Post-Market Monitoring — Ongoing AI System Compliance Surveillance
Definition
Post-market monitoring (PMM) is the systematic, ongoing process of collecting, documenting, and analyzing data about the performance, reliability, and behavior of AI systems after they have been deployed and are operating in real-world conditions. Under the EU AI Act, post-market monitoring is a mandatory requirement for providers of high-risk AI systems and constitutes one of the core operational obligations that cannot be satisfied at the time of conformity assessment alone.
Post-market monitoring covers multiple dimensions: technical performance tracking (accuracy, precision, recall, and other task-specific metrics over time); data distribution monitoring to detect drift between training and production data; bias and fairness monitoring across demographic groups; incident detection and logging; user feedback collection; and regular review of whether the system’s deployment context remains within the parameters for which it was designed and validated.
The EU AI Act requires providers to establish a post-market monitoring system before deployment, document it in the technical file, and actively execute it throughout the system’s operational life. Significant findings must be reported to market surveillance authorities and, where applicable, trigger updates to the technical documentation and risk management system.
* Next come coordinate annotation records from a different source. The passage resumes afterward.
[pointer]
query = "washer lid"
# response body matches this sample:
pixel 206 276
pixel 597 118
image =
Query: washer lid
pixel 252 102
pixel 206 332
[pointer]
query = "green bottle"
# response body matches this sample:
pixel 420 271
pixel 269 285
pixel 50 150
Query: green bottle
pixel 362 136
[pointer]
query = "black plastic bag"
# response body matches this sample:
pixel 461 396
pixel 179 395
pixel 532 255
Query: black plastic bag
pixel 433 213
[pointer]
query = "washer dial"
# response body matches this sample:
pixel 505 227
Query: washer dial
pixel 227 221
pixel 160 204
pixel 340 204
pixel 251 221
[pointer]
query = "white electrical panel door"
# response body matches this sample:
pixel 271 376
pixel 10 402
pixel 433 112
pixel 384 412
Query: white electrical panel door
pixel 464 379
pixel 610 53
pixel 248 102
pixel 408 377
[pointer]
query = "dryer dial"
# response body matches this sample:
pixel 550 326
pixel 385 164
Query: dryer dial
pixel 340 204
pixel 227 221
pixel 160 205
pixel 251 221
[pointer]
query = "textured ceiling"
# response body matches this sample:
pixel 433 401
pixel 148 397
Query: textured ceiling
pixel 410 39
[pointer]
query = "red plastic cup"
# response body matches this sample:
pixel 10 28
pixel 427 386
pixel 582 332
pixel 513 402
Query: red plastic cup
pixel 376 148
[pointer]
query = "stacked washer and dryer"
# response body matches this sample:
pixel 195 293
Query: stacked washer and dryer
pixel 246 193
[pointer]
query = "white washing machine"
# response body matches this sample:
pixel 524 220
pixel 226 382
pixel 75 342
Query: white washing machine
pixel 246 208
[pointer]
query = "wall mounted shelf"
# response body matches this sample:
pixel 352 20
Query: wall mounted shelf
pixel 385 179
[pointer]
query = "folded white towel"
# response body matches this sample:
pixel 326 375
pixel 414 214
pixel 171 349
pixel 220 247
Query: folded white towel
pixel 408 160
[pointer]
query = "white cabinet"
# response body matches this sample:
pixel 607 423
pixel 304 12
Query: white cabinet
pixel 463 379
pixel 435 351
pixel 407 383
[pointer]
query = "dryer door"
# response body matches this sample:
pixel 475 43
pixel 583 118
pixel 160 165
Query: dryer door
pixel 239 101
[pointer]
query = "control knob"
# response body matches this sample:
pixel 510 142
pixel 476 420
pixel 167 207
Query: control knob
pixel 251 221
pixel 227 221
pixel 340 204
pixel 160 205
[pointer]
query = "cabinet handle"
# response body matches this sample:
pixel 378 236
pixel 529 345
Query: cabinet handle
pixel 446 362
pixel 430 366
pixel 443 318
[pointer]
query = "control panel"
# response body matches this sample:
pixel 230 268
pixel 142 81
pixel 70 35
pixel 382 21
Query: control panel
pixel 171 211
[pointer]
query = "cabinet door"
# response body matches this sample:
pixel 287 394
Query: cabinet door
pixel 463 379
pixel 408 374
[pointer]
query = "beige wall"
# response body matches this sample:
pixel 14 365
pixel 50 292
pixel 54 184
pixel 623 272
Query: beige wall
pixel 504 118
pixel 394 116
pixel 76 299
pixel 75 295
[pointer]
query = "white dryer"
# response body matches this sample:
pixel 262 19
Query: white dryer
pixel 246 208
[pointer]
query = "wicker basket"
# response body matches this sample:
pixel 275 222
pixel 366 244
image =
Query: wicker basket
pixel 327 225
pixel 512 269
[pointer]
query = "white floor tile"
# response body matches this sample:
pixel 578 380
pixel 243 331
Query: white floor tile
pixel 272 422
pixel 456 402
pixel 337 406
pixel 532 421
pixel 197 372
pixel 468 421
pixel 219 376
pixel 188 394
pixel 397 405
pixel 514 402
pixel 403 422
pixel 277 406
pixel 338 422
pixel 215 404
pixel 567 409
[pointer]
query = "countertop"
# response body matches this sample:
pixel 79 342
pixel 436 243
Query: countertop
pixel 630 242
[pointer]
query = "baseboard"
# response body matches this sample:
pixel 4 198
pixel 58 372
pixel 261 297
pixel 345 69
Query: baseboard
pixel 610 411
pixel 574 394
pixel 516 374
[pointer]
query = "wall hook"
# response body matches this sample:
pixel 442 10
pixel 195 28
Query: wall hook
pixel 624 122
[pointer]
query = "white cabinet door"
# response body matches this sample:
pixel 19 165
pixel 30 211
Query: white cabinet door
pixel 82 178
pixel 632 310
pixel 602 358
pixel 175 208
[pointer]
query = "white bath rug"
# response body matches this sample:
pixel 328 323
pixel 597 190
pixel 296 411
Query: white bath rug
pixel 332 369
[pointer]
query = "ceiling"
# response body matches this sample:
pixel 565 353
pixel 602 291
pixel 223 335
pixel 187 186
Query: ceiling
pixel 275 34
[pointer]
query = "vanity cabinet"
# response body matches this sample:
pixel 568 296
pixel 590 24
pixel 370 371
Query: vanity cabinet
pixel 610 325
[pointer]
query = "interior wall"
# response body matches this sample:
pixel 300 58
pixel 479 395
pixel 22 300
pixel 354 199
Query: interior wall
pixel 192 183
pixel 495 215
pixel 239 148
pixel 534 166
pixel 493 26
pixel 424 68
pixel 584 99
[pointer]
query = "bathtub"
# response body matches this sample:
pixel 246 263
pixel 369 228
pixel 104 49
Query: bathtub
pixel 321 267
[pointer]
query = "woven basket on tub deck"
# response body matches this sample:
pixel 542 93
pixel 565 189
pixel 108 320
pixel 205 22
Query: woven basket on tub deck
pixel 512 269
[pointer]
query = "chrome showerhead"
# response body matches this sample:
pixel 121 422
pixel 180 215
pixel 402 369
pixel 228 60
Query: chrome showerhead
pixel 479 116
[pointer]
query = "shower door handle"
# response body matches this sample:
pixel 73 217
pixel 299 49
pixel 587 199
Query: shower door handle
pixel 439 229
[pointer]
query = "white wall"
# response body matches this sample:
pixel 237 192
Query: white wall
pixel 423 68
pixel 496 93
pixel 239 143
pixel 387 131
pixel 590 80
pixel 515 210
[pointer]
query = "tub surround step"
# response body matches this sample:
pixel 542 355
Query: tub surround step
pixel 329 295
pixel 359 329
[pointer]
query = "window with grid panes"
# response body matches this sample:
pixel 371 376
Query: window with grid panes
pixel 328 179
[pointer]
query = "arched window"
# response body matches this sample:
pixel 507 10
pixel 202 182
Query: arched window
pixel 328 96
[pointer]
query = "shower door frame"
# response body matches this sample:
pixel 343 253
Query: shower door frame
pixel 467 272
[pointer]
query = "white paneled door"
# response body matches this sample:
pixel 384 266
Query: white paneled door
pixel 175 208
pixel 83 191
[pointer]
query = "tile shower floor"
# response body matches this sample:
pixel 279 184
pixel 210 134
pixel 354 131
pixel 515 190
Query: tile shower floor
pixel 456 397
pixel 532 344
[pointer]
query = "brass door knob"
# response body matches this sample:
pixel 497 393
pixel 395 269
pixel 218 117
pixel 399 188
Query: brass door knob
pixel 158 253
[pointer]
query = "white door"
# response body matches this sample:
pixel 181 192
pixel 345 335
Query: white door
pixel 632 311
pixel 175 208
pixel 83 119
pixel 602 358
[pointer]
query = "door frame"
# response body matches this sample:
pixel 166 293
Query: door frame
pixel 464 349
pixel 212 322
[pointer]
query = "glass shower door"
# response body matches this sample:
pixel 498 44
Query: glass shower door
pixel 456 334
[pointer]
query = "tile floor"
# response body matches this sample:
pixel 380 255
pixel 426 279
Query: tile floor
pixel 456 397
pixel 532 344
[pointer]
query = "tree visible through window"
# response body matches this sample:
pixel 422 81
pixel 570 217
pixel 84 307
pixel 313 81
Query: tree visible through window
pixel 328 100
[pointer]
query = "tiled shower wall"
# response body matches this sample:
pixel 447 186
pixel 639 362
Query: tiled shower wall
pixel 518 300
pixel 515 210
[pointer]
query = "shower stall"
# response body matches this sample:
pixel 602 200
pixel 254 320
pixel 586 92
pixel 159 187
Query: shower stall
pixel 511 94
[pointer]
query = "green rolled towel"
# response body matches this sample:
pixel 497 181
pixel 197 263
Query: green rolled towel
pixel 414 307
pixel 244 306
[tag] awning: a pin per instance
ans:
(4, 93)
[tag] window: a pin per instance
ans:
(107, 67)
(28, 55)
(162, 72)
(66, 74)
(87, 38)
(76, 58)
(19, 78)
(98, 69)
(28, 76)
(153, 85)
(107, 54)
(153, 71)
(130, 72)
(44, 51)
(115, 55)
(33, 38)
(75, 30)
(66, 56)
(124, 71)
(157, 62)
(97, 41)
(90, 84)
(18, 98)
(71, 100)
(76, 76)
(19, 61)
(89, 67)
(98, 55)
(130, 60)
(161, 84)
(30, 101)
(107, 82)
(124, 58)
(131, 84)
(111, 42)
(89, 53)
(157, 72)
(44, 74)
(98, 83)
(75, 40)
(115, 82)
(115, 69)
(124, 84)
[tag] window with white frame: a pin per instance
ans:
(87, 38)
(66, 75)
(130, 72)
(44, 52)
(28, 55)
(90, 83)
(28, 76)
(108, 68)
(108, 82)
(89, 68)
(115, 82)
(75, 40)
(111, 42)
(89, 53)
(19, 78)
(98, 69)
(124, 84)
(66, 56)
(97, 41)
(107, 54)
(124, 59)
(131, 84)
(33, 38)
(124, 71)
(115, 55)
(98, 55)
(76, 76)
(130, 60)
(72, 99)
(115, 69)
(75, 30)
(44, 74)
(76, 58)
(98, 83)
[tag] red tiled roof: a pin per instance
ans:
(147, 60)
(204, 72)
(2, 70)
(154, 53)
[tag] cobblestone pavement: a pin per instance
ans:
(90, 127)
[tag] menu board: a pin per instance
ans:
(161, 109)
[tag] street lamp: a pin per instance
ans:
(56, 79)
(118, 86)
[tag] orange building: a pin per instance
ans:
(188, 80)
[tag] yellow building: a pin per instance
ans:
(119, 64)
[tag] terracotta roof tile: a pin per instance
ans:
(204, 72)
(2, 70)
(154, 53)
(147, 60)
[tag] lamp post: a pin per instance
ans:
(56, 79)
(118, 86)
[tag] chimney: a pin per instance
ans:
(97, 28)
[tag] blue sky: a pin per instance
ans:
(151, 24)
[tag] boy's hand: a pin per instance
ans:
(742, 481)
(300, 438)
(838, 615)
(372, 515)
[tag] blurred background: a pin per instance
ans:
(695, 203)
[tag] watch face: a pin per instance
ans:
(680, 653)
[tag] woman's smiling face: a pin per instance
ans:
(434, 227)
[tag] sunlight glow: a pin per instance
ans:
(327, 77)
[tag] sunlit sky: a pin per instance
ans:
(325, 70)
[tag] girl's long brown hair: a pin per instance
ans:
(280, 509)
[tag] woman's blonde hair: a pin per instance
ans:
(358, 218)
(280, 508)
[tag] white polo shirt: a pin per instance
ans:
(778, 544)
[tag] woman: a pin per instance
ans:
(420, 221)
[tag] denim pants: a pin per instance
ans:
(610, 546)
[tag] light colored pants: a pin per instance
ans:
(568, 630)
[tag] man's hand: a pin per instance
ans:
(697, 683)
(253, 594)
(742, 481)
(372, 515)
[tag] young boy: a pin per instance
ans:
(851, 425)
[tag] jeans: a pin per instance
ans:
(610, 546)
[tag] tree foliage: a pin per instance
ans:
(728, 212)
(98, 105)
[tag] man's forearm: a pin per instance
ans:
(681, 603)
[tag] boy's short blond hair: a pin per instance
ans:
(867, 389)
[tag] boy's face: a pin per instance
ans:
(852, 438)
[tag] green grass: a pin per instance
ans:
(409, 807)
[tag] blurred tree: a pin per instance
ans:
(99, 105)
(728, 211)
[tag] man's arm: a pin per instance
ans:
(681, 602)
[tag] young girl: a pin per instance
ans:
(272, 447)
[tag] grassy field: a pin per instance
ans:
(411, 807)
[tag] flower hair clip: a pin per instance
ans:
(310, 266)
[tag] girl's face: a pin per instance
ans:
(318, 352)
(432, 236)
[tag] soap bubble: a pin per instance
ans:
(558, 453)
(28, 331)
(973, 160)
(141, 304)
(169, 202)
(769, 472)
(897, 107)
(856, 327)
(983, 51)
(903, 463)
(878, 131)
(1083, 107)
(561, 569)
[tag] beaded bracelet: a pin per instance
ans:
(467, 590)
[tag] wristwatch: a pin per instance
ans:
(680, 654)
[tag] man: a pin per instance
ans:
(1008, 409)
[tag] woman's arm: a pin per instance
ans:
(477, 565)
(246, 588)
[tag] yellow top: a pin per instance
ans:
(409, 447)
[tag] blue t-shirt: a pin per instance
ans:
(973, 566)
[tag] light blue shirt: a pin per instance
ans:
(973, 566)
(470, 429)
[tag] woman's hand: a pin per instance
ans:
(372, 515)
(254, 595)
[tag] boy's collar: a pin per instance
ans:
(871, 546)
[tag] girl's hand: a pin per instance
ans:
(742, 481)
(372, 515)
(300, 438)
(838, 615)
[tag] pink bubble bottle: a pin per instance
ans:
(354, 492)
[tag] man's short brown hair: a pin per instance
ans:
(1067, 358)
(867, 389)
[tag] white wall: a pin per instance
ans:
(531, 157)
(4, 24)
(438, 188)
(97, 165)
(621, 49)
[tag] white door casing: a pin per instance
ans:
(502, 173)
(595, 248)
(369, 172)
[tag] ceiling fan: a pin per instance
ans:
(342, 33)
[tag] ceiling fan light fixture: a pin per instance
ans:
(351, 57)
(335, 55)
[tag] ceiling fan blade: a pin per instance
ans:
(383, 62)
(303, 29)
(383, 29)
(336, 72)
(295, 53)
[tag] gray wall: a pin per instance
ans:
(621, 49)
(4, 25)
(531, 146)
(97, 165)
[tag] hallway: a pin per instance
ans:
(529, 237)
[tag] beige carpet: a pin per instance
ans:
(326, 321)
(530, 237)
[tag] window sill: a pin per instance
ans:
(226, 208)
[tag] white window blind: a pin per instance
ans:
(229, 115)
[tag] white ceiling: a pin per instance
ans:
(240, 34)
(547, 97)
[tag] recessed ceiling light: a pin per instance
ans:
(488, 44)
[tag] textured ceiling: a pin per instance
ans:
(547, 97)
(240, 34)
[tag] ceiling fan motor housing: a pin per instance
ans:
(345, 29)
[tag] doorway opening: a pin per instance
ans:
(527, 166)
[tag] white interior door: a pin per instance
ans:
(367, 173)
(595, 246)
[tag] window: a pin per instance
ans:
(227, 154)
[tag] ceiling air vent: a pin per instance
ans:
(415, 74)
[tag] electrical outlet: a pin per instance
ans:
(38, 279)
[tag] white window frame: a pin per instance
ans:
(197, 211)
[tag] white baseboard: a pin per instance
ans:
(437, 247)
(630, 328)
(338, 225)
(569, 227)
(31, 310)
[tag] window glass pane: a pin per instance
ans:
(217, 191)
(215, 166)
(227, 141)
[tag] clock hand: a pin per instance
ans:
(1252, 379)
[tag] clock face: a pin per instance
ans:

Why it matters operationally
Post-market monitoring matters because conformity assessment is a snapshot. It verifies that a system meets requirements at a specific point in time, under specific conditions. Real-world deployment is different: data distributions shift, user behaviors evolve, the system is used in contexts that deviate from its design parameters, and adversarial actors discover exploits. A system that was safe, accurate, and unbiased at deployment can become unsafe, degraded, or biased in production without any internal trigger.
The governance consequence is significant. Organizations that conduct a conformity assessment and then assume ongoing compliance have structurally misunderstood their obligation. The EU AI Act’s post-market monitoring requirement exists precisely because regulators know that point-in-time conformity does not guarantee ongoing safety and compliance. An organization that cannot demonstrate active post-market monitoring is non-compliant regardless of its pre-deployment documentation.
Regulatory framework
| Framework | Post-market monitoring obligations |
|---|---|
| EU AI Act — Art. 72 | High-risk system providers must establish and document a post-market monitoring system. They must actively collect and analyze data on system performance throughout its operational life. Relevant findings must be reported to market surveillance authorities. |
| ISO/IEC 42001 | The standard’s performance evaluation and continual improvement clause requires periodic review of AI systems in operation, including performance metrics and control review. |
| ISO/IEC 23894 | AI risk management includes continuous risk monitoring as a permanent, not one-time, process. |
| Medical Device Regulation (EU MDR) | For AI as a medical device, post-market surveillance has additional specific requirements under MDR, including periodic safety reports. |
How Zertia evaluates it
Zertia evaluates post-market monitoring as part of both the High-Risk AI Systems Audit and the AI Model Audit. The audit assesses whether the post-market monitoring system is genuinely operational: whether monitoring metrics are defined and tracked, whether drift detection mechanisms are in place, whether bias monitoring covers relevant demographic dimensions, whether incident detection and logging are functioning, and whether the organization has a process for acting on monitoring findings before they become compliance failures or safety incidents.
[High-Risk AI Systems Audit] · AI Model Audit
Definitions that hold up under audit.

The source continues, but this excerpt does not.